Current therapeutic strategies for the management of osteoporosis in postmenopausal women aim to reduce the risk of fractures with the use of either antiresorptive agents which reduce the rate of bone resorption (bisphosphonates, selective estrogen receptor modulators, estrogen and progestogens, denosumab) or anabolic agents which increase bone formation (teriparatide, abaloparatride, romosozumab) [1, 2].
Anti-resorptive agents, particularly bisphosphonates, are commonly used as first-line agents but are associated with certain limitations and adverse effects with long-term use [3, 4]. More recently, development of the osteoanabolic therapy, teriparatide, abaloparatide and romosozumab, has expanded the range of treatment options [5, 6] and has offered the opportunity to evaluate use of the different classes of therapeutic compounds (antiresorptive and osteoanabolic) in combination or sequentially to optimize clinical efficacy especially in patients at very high risk of fracture [7].

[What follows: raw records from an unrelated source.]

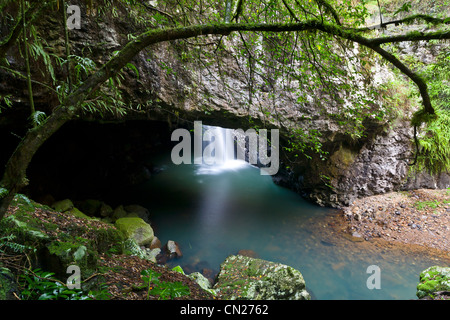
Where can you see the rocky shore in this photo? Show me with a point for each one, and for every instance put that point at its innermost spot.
(407, 223)
(420, 217)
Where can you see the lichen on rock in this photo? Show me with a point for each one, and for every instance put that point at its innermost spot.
(432, 280)
(249, 278)
(136, 228)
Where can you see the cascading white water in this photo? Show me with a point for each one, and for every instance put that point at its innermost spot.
(218, 151)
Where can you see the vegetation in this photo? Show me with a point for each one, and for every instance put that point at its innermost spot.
(163, 289)
(320, 46)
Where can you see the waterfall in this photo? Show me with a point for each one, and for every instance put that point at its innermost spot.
(219, 151)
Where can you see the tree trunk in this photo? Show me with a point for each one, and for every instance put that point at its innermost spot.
(15, 171)
(14, 178)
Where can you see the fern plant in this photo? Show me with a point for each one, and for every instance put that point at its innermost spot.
(164, 289)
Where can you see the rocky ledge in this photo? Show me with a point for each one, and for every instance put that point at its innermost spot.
(420, 217)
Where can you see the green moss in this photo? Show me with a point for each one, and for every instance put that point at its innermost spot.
(432, 280)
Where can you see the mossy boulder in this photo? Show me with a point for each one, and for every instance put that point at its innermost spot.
(249, 278)
(432, 280)
(77, 213)
(7, 284)
(63, 205)
(60, 239)
(137, 229)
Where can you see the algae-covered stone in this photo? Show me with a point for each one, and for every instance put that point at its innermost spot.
(249, 278)
(7, 284)
(137, 229)
(77, 213)
(63, 205)
(433, 279)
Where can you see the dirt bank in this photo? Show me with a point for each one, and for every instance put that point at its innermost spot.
(419, 217)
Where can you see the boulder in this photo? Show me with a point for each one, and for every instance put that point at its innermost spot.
(432, 280)
(202, 281)
(144, 253)
(156, 243)
(63, 205)
(91, 207)
(173, 249)
(77, 213)
(118, 213)
(137, 229)
(139, 211)
(106, 210)
(248, 253)
(249, 278)
(8, 285)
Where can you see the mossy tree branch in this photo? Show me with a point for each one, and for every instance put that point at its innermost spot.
(15, 172)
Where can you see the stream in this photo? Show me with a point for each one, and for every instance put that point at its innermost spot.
(213, 211)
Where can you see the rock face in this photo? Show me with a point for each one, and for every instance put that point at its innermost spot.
(433, 280)
(356, 167)
(137, 229)
(7, 284)
(243, 277)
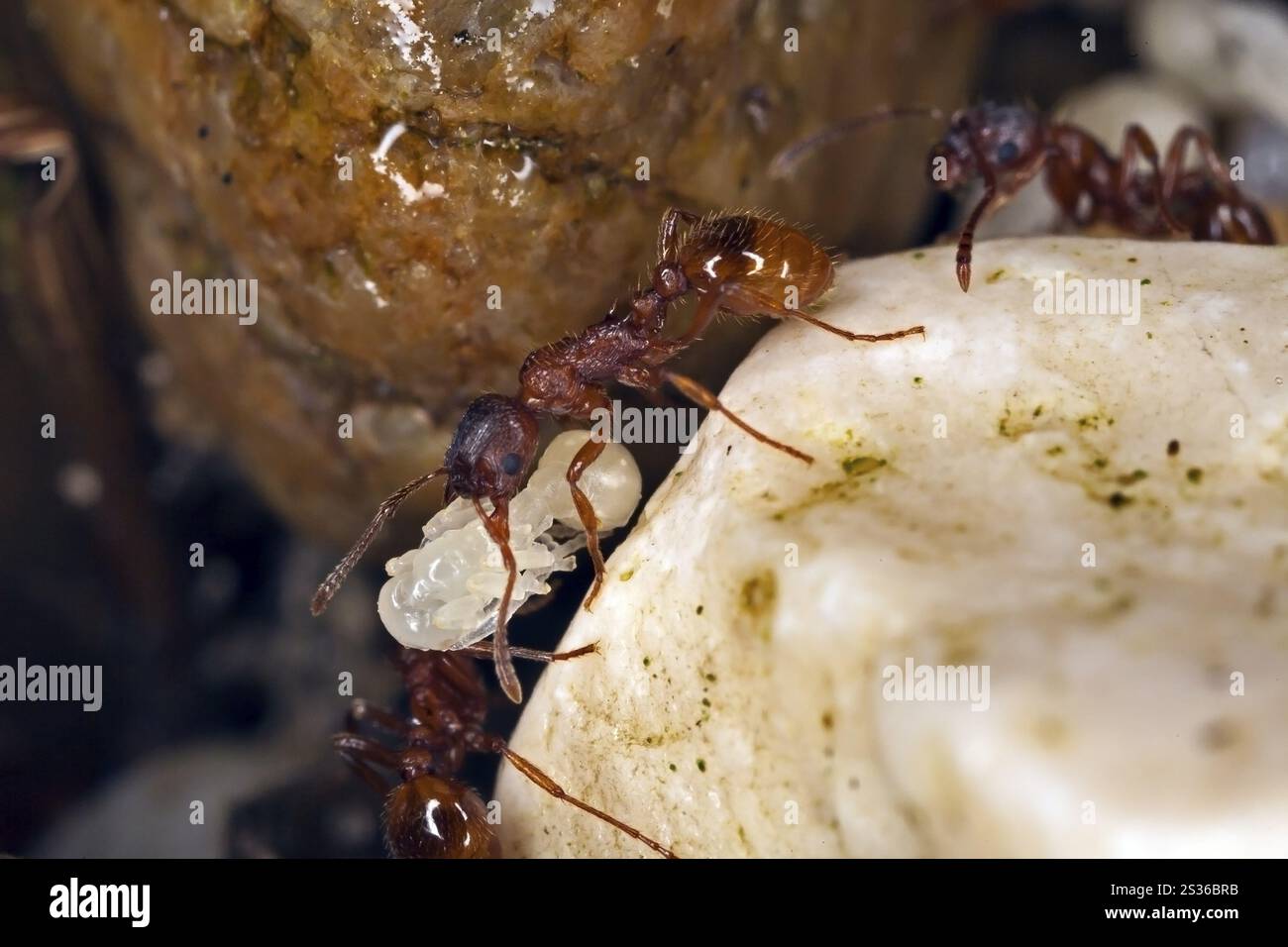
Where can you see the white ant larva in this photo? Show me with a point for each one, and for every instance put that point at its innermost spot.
(445, 594)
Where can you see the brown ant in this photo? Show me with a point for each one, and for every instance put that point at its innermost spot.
(429, 812)
(745, 264)
(1008, 146)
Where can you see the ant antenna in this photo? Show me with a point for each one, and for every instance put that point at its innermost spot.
(385, 512)
(786, 161)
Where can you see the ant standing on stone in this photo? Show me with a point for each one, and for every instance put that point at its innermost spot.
(745, 264)
(429, 812)
(1008, 146)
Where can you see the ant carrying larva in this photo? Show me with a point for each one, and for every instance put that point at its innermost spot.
(446, 592)
(1008, 146)
(745, 264)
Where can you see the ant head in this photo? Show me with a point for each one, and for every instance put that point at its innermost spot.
(669, 279)
(429, 817)
(1006, 140)
(492, 450)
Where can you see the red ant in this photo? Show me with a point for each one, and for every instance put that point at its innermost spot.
(1006, 146)
(429, 812)
(743, 264)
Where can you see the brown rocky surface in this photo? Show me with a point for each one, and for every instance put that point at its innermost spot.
(516, 169)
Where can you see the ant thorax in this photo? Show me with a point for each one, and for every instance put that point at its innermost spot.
(446, 592)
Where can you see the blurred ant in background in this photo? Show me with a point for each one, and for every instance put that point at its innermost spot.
(429, 812)
(1008, 146)
(743, 264)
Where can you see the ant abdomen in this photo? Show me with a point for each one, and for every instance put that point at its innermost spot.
(756, 263)
(429, 817)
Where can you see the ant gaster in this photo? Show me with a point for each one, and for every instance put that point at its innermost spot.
(429, 812)
(745, 264)
(1008, 146)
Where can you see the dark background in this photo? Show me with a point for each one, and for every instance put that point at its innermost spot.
(218, 685)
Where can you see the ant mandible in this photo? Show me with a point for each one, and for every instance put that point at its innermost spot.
(745, 264)
(429, 812)
(1008, 146)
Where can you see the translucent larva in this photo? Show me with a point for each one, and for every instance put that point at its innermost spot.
(445, 594)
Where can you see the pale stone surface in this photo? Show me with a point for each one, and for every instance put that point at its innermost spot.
(735, 690)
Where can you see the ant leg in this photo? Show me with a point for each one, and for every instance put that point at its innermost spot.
(364, 711)
(531, 655)
(666, 244)
(386, 509)
(967, 237)
(364, 755)
(588, 455)
(1136, 142)
(498, 528)
(707, 307)
(554, 789)
(1175, 162)
(699, 394)
(857, 337)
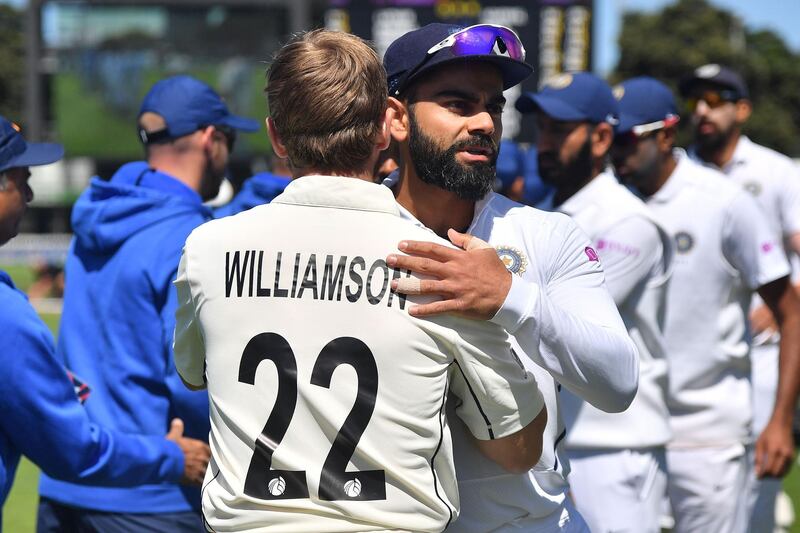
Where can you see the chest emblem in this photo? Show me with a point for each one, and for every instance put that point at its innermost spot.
(684, 242)
(753, 187)
(513, 258)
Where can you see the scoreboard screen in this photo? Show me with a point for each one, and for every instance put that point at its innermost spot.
(99, 61)
(557, 34)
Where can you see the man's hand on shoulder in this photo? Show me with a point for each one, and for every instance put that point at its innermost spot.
(196, 454)
(472, 281)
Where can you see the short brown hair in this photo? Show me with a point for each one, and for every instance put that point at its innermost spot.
(327, 96)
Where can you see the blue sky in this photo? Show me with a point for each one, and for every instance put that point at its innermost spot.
(782, 16)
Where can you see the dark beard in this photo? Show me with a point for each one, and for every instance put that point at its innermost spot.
(569, 177)
(440, 167)
(711, 143)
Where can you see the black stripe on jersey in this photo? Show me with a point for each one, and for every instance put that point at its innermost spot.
(555, 448)
(474, 397)
(438, 447)
(202, 513)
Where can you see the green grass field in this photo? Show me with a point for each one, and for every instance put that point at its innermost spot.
(19, 512)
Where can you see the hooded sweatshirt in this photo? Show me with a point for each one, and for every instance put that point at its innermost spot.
(43, 419)
(258, 190)
(118, 321)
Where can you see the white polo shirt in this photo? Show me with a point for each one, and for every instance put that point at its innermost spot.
(564, 321)
(724, 251)
(774, 181)
(327, 398)
(636, 254)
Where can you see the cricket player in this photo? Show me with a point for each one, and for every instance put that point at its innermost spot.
(119, 304)
(618, 473)
(725, 251)
(720, 105)
(327, 397)
(541, 279)
(42, 416)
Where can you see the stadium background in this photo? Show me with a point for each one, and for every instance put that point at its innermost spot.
(75, 72)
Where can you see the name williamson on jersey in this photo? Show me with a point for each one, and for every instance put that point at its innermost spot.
(248, 275)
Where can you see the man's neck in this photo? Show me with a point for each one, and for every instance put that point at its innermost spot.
(666, 169)
(565, 193)
(362, 174)
(435, 207)
(186, 173)
(723, 155)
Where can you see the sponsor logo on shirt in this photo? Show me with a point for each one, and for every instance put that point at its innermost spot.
(513, 258)
(753, 187)
(684, 242)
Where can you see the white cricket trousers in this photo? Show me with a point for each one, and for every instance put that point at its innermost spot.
(709, 488)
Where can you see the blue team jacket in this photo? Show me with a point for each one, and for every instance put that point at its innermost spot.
(42, 418)
(257, 190)
(118, 321)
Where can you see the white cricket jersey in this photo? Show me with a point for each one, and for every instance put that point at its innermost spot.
(774, 181)
(563, 320)
(636, 254)
(724, 251)
(343, 426)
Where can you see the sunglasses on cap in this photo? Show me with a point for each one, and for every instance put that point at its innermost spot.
(477, 40)
(712, 98)
(643, 131)
(229, 134)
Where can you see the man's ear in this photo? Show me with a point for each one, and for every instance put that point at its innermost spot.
(602, 137)
(666, 139)
(275, 138)
(743, 110)
(399, 123)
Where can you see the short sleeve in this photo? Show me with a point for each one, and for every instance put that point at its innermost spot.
(498, 396)
(632, 254)
(189, 348)
(748, 244)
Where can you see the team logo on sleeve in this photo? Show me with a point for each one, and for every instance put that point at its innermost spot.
(683, 242)
(514, 260)
(753, 187)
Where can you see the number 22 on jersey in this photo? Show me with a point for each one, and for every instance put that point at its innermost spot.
(336, 483)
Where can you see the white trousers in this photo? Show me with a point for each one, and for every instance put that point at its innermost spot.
(708, 488)
(619, 490)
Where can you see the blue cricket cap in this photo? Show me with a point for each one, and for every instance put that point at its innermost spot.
(406, 59)
(16, 152)
(188, 104)
(575, 96)
(643, 102)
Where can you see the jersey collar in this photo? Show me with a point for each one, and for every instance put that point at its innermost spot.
(674, 183)
(339, 192)
(588, 194)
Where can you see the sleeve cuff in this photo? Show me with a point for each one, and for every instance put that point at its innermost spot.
(515, 308)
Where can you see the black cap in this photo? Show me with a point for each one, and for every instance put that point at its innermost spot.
(714, 74)
(404, 60)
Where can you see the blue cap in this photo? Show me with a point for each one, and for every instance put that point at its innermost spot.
(576, 96)
(188, 104)
(409, 52)
(644, 101)
(714, 74)
(16, 152)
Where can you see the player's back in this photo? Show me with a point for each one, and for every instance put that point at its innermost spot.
(342, 427)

Teriparatide is a recombinant human parathyroid hormone (PTH 1–34) analog originally approved in the USA in 2002 and in Europe in 2003, based on the results of a Phase 3 pivotal study, the Fracture Prevention Trial [FPT]), showing it to be effective in reducing the risk of vertebral and non-vertebral fractures and increasing bone mineral density (BMD) in postmenopausal women with osteoporosis [8, 9]. The FPT follow-up study showed that 18 months after discontinuation of teriparatide treatment, the reduction in vertebral fracture risk was still evident [10].
More recently, the VERO study compared the anti-fracture efficacy of teriparatide and the oral bisphosphonate, risedronate, in postmenopausal women with severe osteoporosis using the incidence of new vertebral fractures as the primary outcome measure [11]. Results showed that the risk of new vertebral and clinical fractures was significantly lower in patients treated with a once-daily subcutaneous injection of teriparatide than in those treated with oral risedronate.
Since the expiration of the patent for the original teriparatide in 2019, several biosimilar compounds have been developed some of which have been granted marketing authorization. In January 2017, the first biosimilar products, RGB-10), were approved by the European Medicines Agency (EMA) based on preclinical confirmation of their structure, purity and biological activity, and the results of a randomized, double-blind, 2-way cross-over pharmacokinetic/pharmacodynamic study in 54 healthy women [12,13,14]. The biosimilar products were approved for the same indications as reference teriparatide, namely treatment of osteoporosis in postmenopausal women and in men at increased risk of fracture and for osteoporosis associated with sustained systemic glucocorticoid therapy in women and men at increased risk for fracture.
This retrospective study evaluates for the first time in a real-world setting the comparative efficacy of a teriparatide biosimilar (RGB-10) with reference teriparatide in reducing measures of osteoporosis in a population of postmenopausal women with osteoporosis at very high fracture risk using multiple assessment methods. Dual-energy x-ray absorptiometry (DXA) and 3D-SHAPER® imaging were used to determine bone mineral density comprising (BMD), while trabecular bone scores (TBS), quantitative ultrasound (QUS), and high-resolution peripheral quantitative computed tomography (HRpQCT) imaging of the radius and tibia were undertaken to evaluate bone microarchitecture and fracture risk.